Current Project
My PhD project is concerned with materials and how they interact with political processes of land use and planning. In paying close attention to the movements of sand, silt and sediment across waterfronts in Goa, the project aims to question seemingly linear narratives of extraction and coastal governance. Based on ethnographic fieldwork in the West Indian state of Goa, I will focus on sites of de-siltation on river fronts and other modes of governance through which sediment is moved. In paying close attention to vocabularies employed by bureaucrats, village-level governments, and anti-mining activists when dealing with silt and sand, I aim to better understand the terms of engagement with these earthly substances.
Goa’s history of land and mining plays a key role in how matter can be made sense of in various spaces. The network of low-lying fields known as the khazans which dot Goan waterfronts are heritage systems of agriculture on land reclaimed from the river or sea. Today, although they are often sites of contestations due to material dumping, maintenance disputes or pseudo-legal forms of private acquisition, they speak to a heritage of common pool resources. In highlighting the movement of sand, soil and clay on embankment and cultivation practices on khazan lands, I will probe question such as: what deems spaces a commons?; How are these categories of a commons frequently disturbed through material processes?
In light of Goa’s construction boom and recent ban on river sand mining, through this project I will also explore creative uses of sand, earth and clay.
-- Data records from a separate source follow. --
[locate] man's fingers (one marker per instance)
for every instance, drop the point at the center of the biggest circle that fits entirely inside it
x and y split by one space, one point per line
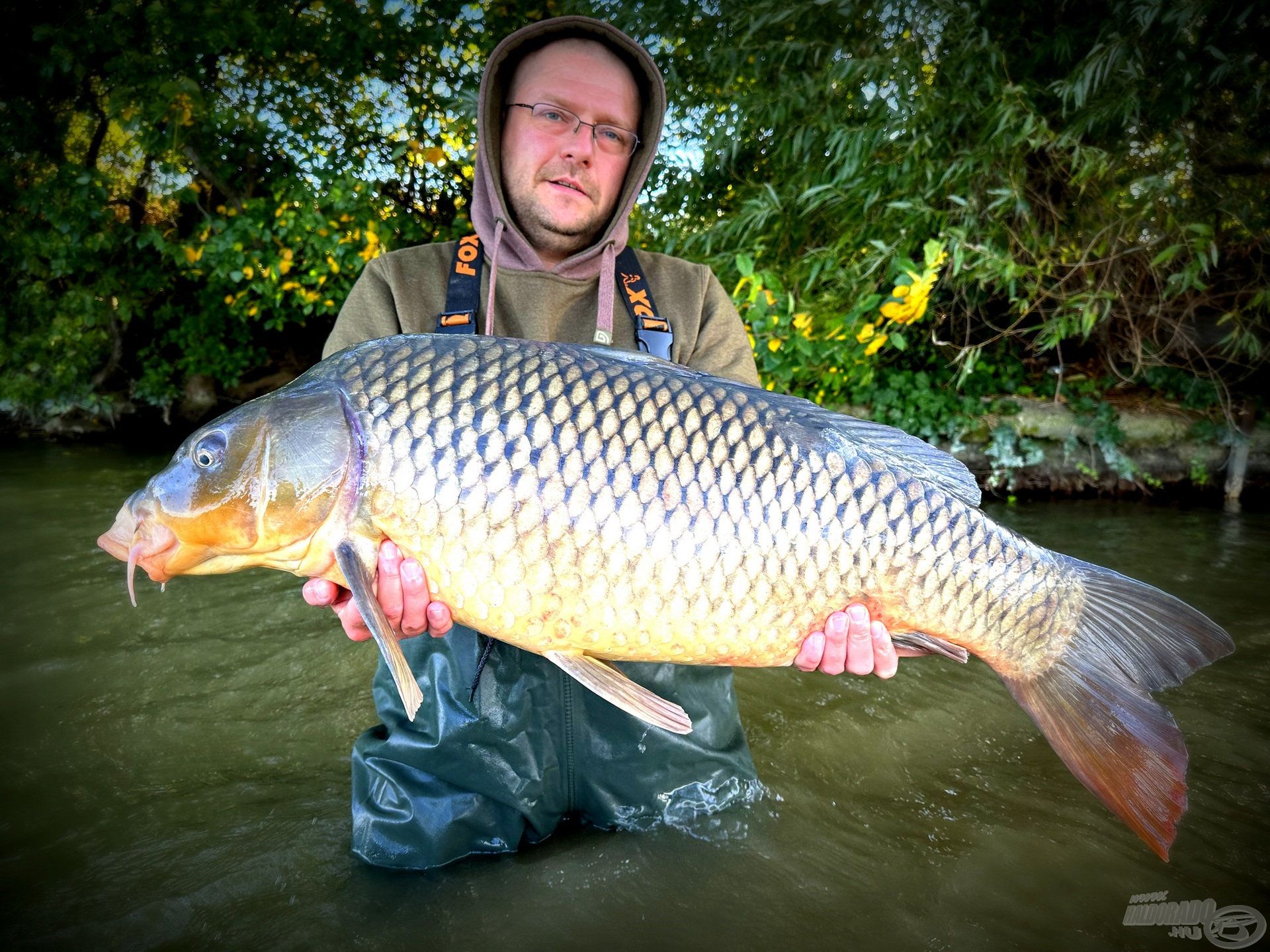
833 662
810 653
349 617
884 653
414 600
439 619
320 593
860 659
388 583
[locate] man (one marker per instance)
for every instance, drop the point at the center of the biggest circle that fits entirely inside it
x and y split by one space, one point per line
571 113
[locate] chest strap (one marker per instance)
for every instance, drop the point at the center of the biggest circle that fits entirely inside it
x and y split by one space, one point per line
462 288
653 333
462 298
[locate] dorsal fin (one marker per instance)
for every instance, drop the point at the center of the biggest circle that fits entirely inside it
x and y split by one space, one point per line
908 454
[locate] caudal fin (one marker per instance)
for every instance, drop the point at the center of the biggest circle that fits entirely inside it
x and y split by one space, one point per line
1094 706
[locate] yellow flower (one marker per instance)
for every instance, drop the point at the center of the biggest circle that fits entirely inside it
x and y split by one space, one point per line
875 344
906 311
897 311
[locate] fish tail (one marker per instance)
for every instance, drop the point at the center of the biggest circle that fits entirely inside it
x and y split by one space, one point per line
1093 702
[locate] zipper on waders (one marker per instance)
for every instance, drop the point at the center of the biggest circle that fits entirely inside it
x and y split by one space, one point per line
570 772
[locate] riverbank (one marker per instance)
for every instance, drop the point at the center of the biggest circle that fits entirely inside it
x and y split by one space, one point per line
1057 452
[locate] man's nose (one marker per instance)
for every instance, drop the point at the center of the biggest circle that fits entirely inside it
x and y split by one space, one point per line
578 146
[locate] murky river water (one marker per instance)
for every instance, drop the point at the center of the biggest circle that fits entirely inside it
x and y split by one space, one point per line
177 776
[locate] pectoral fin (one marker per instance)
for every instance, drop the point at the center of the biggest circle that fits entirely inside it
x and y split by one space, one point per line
360 584
616 688
929 645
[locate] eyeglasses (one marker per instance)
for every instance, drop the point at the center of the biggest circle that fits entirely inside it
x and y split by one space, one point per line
556 121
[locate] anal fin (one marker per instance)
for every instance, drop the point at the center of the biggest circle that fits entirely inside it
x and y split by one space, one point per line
929 645
618 690
360 584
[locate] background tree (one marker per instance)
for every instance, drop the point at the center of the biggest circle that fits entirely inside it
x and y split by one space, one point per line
906 196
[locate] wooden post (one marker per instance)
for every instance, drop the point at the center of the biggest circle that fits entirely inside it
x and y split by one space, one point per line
1238 466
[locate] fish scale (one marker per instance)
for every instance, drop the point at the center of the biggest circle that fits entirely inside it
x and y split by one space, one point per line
593 506
621 532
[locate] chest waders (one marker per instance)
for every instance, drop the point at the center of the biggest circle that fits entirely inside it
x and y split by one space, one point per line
498 756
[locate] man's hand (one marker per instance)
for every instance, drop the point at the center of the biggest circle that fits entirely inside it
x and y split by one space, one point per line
851 643
402 589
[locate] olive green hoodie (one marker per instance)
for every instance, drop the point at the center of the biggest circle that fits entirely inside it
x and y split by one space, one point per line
575 301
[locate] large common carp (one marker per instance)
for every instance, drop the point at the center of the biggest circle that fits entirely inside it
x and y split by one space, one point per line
591 506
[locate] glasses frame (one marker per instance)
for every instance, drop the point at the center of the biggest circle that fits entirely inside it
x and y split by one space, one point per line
595 126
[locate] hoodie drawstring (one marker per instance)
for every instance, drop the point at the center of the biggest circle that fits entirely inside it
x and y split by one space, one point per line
499 225
605 306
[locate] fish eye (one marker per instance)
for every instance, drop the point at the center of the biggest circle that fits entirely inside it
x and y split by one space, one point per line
208 451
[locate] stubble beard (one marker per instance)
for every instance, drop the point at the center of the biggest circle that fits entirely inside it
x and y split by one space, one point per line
546 233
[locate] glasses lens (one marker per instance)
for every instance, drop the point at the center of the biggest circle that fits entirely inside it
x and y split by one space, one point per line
554 120
558 122
614 140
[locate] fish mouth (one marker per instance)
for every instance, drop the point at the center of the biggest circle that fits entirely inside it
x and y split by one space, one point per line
139 539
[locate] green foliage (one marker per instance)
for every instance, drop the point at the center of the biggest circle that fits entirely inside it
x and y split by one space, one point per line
1096 171
190 190
1010 452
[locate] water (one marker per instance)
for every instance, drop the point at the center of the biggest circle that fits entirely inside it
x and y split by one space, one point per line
177 776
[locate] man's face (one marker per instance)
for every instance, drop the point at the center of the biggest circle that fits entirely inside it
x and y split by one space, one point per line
562 188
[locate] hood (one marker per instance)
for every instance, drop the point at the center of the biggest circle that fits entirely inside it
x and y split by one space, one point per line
489 205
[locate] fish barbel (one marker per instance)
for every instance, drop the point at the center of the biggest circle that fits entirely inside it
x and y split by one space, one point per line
593 506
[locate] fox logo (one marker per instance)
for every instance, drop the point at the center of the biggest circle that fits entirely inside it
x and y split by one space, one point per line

I I have a keen interest in architectural projects that use alternatives to river sand. This includes experimentation with aggregate ratios in mud bricks and thinking about the political economy of construction practices in the absence of sand. I aim to remain attentive to design and aesthetic decisions to further an understanding of how value is made and re-made through material interactions. This understanding of “an absence” of sand can scaffold broader theoretical explorations of knowing and using materials in times of ecological change.